Venda de terrenos sem registro leva à condenação de quatro pessoas em Araranguá
Empreendimento foi comercializado sem a regularização exigida por lei, e compradores sofreram prejuízos que, segundo a ação do MPSC, ultrapassam R$ 742 mil. Os réus foram responsabilizados por negociações fraudulentas envolvendo o Residencial Lisboa, em Araranguá. Esta foi a sexta condenação envolvendo um casal que comercializava áreas em loteamentos irregulares.
A venda de terrenos sem registro imobiliário em loteamento implantado sem autorização definitiva do poder público e negociações que induziram compradores a erro resultaram na condenação de envolvidos no empreendimento Residencial Lisboa, em Araranguá, após denúncia oferecida pelo Ministério Público de Santa Catarina (MPSC).
De acordo com a sentença proferida pela 1ª Vara Criminal da Comarca, quatro pessoas foram condenadas por crimes previstos na Lei de Parcelamento do Solo Urbano. Um dos réus, citado como principal responsável pelo loteamento Lisboa, teve a pena fixada em oito anos, sete meses e dois dias de reclusão, em regime inicial fechado. Uma segunda acusada foi condenada por parcelamento irregular do solo, com pena substituída por restrições de direitos. Também foram condenados dois corretores que intermediaram a venda de terrenos do loteamento irregular. Outros quatro denunciados foram absolvidos por insuficiência de provas ou por não ficar demonstrada a participação nos fatos. Aos condenados foi concedido o direito de recorrer em liberdade.

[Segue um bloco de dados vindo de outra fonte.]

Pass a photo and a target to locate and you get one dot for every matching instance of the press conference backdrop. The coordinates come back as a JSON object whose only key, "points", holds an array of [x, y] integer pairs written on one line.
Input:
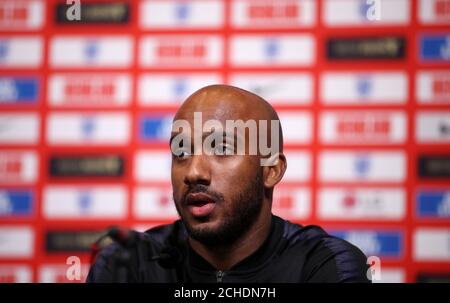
{"points": [[362, 89]]}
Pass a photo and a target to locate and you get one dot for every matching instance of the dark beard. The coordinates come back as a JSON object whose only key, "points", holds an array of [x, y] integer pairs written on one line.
{"points": [[247, 207]]}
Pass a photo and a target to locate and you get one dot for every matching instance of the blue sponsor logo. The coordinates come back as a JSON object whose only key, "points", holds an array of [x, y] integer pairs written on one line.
{"points": [[91, 50], [435, 48], [374, 243], [179, 88], [85, 202], [18, 90], [364, 86], [155, 128], [182, 11], [4, 49], [271, 48], [363, 8], [16, 203], [362, 165], [433, 204], [88, 127]]}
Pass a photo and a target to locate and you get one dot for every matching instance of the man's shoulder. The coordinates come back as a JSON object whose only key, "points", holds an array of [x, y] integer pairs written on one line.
{"points": [[327, 258]]}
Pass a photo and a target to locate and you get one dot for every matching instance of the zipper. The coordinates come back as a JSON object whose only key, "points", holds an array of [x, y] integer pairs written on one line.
{"points": [[219, 275]]}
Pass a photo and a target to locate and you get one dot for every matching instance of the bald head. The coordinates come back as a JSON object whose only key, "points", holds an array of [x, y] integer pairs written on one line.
{"points": [[226, 102]]}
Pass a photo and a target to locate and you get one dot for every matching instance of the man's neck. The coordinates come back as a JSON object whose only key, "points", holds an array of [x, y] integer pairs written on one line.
{"points": [[224, 257]]}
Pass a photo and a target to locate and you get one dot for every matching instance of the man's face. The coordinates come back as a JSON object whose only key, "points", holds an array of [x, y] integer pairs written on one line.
{"points": [[217, 196]]}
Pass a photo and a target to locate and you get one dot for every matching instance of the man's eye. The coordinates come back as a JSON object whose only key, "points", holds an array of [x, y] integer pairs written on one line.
{"points": [[181, 153], [223, 149]]}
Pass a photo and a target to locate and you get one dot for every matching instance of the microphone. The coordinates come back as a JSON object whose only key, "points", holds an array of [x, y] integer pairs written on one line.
{"points": [[169, 257], [125, 237]]}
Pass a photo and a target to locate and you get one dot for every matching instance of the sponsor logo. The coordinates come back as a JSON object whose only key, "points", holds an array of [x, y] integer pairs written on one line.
{"points": [[299, 168], [366, 13], [260, 51], [15, 274], [21, 15], [433, 204], [152, 166], [18, 167], [84, 202], [292, 203], [391, 275], [434, 11], [16, 203], [433, 127], [154, 203], [432, 278], [91, 52], [364, 88], [433, 87], [297, 127], [14, 52], [384, 244], [88, 128], [56, 273], [70, 240], [338, 166], [431, 244], [357, 127], [268, 13], [436, 166], [181, 51], [96, 13], [435, 48], [361, 204], [89, 90], [16, 242], [19, 90], [366, 48], [178, 15], [155, 128], [172, 88], [19, 128], [87, 166], [277, 88]]}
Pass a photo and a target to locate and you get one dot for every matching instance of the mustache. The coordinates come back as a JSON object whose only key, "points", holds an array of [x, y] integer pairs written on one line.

A ação penal ajuizada pela 5ª Promotoria de Justiça da Comarca de Araranguá narra que os responsáveis pelo empreendimento firmaram, em 2018, um contrato de parceria para a implantação de um loteamento urbano em uma área de aproximadamente 84,5 mil metros quadrados. Apesar da previsão de aprovação e execução do projeto, o loteamento não obteve autorização definitiva do Município nem o registro obrigatório junto ao Cartório de Registro de Imóveis. Mesmo de forma irregular, eles comercializaram os lotes, induzindo compradores a acreditar que estes seriam posteriormente regularizados e entregues em condições legais.
Consta na denúncia que o grupo comercializava determinadas áreas para mais de uma vítima, além de obter vantagens patrimoniais indevidas mediante contratos que davam aparência de legalidade às negociações. Ao menos nove compradores foram prejudicados pelas negociações relacionadas ao empreendimento. Alguns terrenos teriam sido vendidos em duplicidade ou até triplicidade para diferentes pessoas, gerando prejuízos financeiros significativos às vítimas. Os valores apontados na denúncia variam de R$ 25 mil a R$ 500 mil por negociação.
A ação descreve que os prejuízos identificados pelo MPSC no curso do processo incluíram pagamentos em dinheiro, transferências bancárias, permutas de imóveis e aquisição de lotes que jamais puderam ser regularmente transferidos aos compradores. Houve dano estimado em mais de R$ 742 mil nas negociações analisadas.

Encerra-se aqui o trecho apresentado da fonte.